The class does not have set meeting times. You can access lectures, other class materials, and group discussions at any time from anywhere in the world as long as you have an Internet connection. All Q&As and class discussions will take place in a private online forum.

Students will have exclusive access to video lectures and interviews (closed-captioned with transcripts available) diving deep into issues around worldbuilding and inclusion. Each week students will have the opportunity to ask our instructors questions based on the lectures and interviews or students’ own works in process. See the schedule below for details. In addition to the lectures, there will be discussion posts and writing exercises.

The last week of class includes a final chance to ask all participating instructors questions.

Full Schedule

Week 1 (September 9 – 16)

  • Video Lectures
    • The Bones of the World: Ideology, Genre, and the Foundations of Story lecture by Max Gladstone
    • Creating Religions and Cosmologies interview with Nisi Shawl and Andrea Hairston
    • Sociobiology and Worldbuilding interview with Steven Barnes
  • Q&A with Max Gladstone, Nisi Shawl, and Steven Barnes

Week 2 (September 17 – 23)

  • Video Lectures
    • How To Write Science Fiction And Fantasy Cultures Without Using Analogs lecture by Kate Elliott
    • It’s Language All the Way Down: Building Blocks for Prose, POV, and Your World lecture by Juliette Wade
  • Essay: How Do We Begin Making Inclusive Games? by Pam Punzalan
  • Q&A with Kate Elliott, Juliette Wade, and Pam Punzalan

Week 3 (September 24 – 30)

  • Video Lectures
    • Building a World Without Love Hierarchies lectures by Lauren Jankowski
    • Cultural Appropriation: What It Is and How To Avoid It lecture by Nisi Shawl and K. Tempest Bradford
    • Historical Research Sans Colonialist Frameworks lecture by Jaymee Goh
  • Q&A with Lauren Jankowski, Nisi Shawl, K. Tempest Bradford, and Jaymee Goh

Week 4 (October 1 – 7)

  • Discussions and Writing Exercises

Last Weekend (October 8 – 9)

  • Final Q&A with Steven Barnes, Kate Elliott, Max Gladstone, Jaymee Goh, Lauren Jankowski, Pam Punzalan, Nisi Shawl, and Juliette Wade.

Click here to read all the lecture descriptions and instructor bios.

The time commitment each week will depend on your level of participation.
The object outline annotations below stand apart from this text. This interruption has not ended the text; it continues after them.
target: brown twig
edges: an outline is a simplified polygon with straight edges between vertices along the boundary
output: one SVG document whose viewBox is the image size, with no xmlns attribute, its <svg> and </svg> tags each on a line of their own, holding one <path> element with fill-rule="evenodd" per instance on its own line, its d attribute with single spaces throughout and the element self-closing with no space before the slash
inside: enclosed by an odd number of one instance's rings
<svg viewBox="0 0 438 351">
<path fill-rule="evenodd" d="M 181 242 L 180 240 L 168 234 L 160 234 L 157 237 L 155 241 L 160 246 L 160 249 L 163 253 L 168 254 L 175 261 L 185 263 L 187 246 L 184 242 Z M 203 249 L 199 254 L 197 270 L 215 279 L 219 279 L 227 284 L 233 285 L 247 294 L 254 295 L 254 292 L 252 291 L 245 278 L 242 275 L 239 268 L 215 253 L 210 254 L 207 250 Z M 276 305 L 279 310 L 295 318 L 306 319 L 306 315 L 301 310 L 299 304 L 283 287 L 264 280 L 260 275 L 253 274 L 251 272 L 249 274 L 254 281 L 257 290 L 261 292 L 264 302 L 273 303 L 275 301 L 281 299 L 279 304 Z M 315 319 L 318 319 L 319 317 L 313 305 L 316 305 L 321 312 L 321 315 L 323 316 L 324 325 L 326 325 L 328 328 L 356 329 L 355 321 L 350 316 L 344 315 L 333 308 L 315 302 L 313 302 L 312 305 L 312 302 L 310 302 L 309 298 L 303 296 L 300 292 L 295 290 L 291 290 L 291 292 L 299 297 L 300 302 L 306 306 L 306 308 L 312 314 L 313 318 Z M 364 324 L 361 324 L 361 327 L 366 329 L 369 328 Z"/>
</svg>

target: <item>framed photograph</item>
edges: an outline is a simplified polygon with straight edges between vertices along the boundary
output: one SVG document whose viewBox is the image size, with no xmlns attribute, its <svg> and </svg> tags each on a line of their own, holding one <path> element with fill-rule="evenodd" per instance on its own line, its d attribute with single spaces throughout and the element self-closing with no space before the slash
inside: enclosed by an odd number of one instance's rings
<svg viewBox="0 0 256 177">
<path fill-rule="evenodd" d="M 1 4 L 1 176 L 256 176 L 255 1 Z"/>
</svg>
Lectures run from 45 minutes to 1.5 hours and go live on Saturdays around 7am Eastern. Discussion threads tend to be wide-ranging, so students should try to check in at least once a day or every other day and set aside up to an hour for participation. Writing exercises will be given but won’t need to be turned in.

Accessibility

The lecture videos are closed captioned and transcribed; the text will be available to all students. The private forum uses WordPress with a theme specifically geared to accessibility and compatibility with screen readers. We strive to make all classes as accessible as possible, but if you need any extra considerations or have a question about accessibility, please contact us.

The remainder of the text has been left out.